US stocks have shown the most drastic trend change. Back in February, 42% of Swedish fund selectors were planning to increase allocation to the asset class. In a matter of months this percentage has dropped to a record low of 8%, while 64% plan to keep their exposure unchanged. A similarly low number of US equity bulls is, apart from Sweden, only seen in Norway.

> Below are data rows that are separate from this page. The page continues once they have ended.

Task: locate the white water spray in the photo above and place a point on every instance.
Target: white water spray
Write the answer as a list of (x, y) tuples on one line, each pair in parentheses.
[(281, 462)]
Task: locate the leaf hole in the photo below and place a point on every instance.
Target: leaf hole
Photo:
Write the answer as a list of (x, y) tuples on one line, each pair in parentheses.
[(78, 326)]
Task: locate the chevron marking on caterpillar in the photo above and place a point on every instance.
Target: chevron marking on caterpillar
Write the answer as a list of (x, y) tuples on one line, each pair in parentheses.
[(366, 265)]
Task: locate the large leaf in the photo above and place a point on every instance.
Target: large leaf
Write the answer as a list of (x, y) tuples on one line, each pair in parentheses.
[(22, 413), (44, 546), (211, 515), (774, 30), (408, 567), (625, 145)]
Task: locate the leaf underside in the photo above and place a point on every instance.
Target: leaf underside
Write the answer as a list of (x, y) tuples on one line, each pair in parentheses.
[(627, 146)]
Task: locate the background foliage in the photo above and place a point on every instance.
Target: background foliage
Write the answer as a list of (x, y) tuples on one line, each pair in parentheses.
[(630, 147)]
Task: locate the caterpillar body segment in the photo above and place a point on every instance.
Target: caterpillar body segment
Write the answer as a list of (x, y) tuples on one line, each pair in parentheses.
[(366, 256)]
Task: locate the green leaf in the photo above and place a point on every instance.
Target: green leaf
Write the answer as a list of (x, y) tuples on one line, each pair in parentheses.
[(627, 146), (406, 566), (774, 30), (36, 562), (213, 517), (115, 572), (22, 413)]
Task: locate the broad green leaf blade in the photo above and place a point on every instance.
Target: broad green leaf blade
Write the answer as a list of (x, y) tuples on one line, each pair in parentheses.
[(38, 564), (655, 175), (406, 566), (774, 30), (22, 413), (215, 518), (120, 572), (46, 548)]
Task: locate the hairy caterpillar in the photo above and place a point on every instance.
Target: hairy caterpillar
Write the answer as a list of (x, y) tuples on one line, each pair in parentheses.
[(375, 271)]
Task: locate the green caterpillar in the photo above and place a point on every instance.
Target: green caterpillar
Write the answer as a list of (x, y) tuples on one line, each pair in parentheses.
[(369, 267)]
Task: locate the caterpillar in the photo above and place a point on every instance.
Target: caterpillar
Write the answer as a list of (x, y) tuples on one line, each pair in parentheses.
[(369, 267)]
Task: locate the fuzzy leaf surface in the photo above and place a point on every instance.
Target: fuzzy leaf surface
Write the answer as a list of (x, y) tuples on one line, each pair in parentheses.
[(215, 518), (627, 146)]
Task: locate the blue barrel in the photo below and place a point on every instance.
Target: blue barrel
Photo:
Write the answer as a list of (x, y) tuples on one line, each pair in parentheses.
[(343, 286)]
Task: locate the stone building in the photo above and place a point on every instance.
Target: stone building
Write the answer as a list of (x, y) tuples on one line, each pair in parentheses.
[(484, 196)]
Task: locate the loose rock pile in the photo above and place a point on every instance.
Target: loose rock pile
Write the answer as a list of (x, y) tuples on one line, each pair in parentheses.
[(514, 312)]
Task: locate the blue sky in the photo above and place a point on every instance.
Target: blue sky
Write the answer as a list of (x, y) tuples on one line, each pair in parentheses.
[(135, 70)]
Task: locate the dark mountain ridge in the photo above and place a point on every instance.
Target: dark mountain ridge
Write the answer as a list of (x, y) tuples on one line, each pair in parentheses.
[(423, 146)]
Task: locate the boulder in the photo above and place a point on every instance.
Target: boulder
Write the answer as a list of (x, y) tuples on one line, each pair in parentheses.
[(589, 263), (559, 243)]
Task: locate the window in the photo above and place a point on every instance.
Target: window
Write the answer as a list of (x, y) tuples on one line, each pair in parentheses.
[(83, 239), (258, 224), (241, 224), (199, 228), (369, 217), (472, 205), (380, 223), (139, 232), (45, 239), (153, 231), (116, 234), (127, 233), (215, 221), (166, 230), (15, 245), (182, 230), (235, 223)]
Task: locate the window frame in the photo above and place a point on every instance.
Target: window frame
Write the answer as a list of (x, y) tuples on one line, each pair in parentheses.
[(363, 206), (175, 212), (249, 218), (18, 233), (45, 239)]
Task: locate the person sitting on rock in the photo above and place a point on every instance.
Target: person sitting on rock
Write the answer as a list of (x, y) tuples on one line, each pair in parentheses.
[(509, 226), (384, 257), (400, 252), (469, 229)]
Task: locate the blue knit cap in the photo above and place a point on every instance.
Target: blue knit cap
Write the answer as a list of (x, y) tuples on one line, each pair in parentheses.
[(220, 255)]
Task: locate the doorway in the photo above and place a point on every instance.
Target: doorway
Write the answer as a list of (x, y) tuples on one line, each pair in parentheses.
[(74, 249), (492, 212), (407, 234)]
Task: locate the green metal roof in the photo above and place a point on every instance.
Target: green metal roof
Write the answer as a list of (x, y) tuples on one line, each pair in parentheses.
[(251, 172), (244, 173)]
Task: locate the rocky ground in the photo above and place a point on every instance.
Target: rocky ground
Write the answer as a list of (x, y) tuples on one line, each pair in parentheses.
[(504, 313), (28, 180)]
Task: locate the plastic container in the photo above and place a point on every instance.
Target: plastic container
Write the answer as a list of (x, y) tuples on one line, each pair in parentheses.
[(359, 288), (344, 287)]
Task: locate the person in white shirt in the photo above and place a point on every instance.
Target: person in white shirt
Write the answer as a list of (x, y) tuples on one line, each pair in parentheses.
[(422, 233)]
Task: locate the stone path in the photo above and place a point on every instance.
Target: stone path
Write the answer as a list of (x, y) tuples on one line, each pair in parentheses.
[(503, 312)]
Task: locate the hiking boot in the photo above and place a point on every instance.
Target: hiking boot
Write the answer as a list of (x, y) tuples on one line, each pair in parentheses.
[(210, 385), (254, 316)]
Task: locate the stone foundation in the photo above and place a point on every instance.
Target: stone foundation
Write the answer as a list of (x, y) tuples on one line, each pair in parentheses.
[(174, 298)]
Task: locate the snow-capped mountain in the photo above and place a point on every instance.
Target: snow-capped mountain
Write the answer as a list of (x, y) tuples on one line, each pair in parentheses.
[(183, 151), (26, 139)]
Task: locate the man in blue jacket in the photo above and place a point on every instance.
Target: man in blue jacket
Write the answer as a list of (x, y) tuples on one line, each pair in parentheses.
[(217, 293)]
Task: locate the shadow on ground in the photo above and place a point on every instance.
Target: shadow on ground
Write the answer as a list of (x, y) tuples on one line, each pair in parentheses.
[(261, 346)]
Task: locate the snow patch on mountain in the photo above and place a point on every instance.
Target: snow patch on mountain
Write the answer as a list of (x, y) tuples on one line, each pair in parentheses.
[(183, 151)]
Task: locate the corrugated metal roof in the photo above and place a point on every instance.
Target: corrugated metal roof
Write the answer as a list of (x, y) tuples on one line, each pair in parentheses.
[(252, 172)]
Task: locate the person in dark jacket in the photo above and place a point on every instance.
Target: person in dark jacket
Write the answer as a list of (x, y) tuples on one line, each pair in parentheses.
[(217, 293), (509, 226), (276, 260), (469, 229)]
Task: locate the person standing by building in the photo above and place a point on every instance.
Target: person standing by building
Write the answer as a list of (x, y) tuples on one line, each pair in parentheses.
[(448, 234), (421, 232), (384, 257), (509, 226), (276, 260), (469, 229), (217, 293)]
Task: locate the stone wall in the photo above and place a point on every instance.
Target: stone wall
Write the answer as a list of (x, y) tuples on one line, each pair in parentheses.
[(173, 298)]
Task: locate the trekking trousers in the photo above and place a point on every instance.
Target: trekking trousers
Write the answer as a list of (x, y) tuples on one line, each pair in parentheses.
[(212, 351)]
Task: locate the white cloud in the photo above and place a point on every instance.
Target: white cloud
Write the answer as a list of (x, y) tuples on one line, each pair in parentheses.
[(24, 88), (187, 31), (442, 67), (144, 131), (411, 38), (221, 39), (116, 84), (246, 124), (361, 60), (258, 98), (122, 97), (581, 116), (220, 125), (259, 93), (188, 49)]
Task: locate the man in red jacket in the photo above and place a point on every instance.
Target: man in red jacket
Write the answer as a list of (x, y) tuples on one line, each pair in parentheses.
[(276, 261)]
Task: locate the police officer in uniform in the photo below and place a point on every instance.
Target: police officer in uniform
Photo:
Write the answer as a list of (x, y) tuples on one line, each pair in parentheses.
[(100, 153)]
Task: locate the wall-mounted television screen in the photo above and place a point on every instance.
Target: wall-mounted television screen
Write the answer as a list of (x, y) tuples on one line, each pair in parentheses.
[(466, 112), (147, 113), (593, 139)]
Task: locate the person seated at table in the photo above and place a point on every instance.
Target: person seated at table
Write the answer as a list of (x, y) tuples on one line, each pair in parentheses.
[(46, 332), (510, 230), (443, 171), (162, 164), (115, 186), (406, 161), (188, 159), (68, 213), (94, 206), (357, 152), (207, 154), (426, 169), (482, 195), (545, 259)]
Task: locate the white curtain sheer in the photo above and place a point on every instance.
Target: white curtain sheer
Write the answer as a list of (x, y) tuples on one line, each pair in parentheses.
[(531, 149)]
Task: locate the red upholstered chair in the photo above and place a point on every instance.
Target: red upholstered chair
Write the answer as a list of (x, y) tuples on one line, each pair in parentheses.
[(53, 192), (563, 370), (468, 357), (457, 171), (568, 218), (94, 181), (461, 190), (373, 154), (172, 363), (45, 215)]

Fund selector sentiment towards European equities is following a similar pattern as attitudes regarding US equities, albeit in a less radical fashion. After topping in February this year, appetite for the asset class has come down quite a bit, but much more moderately than US equities. A third of Sweden’s fund selectors continue to increase their exposure, while only 12% say they will scale down their allocation.
Doubts about Japan rising
Japanese equities have traditionally been an asset class where Swedish fund selectors don’t have particularly strong views on. As always, ‘hold’ was again the most popular answer to the question of whether they were to increase their allocation to the asset class. But this time, the percentage of neutrals had risen to 56, reflecting increasing doubts about the effectiveness of Abenomics and the credibility of the Bank of Japan, which has committed itself to boosting asset prices.
Emerging markets equities are the odd one out, showing a significant sentiment rebound. Some 44% of interviewees will increase their exposure during the next twelve months. Contrastingly, only one in six fund selectors are planning to decrease their allocation.